YOU ARE AT:Archived ArticlesPCIA IMPLORES FCC TO REMOVE FREEZE ON PAGING APPLICATIONS

PCIA IMPLORES FCC TO REMOVE FREEZE ON PAGING APPLICATIONS

WASHINGTON-The Personal Communications Industry Association urged the Federal Communications Commission last week to lift the freeze on paging applications, saying small carriers will suffer unproportionately as federal regulators attempt to streamline rules for large operators.

PCIA’s President Jay Kitchen said the freeze that went into effect earlier this month is unnecessary and appears to be in conflict with the common carrier obligation to provide service on demand.

The FCC will not accept applications until after it formulates a new, geographic licensing approach to succeed the current practice of licensing every transmitter in a paging company’s service area. Auction guidelines also are being drawn up.

At least one small paging firm, Modern Communications Corp., fears the paging freeze could having a devastating impact on its business and others.

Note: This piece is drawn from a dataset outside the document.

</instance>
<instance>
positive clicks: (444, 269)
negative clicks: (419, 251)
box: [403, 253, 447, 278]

“It is quite clear that the freeze will have far-reaching and dramatic effects on employment, our ability to continue providing quality service to the public, and will have quite a negative impact on the U.S. economy at a time when America can least afford it,” said Steven Seltzer, president of MCC, in a Feb. 22 letter to FCC Chairman Reed Hundt.

MCC and affiliates Personal Communications Inc. and RCC of Pennsylvania Inc. serve 15,000 paging subscribers in Maryland, New York, Pennsylvania and West Virginia.

Seltzer said the freeze disrupts plans in all those states to fill in coverage gaps and extend service areas for existing customers. He explained that $100,000 worth of orders for some of the 29 base stations the firm was to buy from Motorola Inc. must be canceled and contracts for antennas and other equipment valued at $125,000 cannot go forward. “There appears to be no justification for implementing or continuing the freeze, particularly as it applies to licensees in the UHF and VHF frequency bands,” said Seltzer.

PCIA said firms like Seltzer’s are victims of a “drive-by-shooting,” and vowed to lobby the FCC to resume application processing.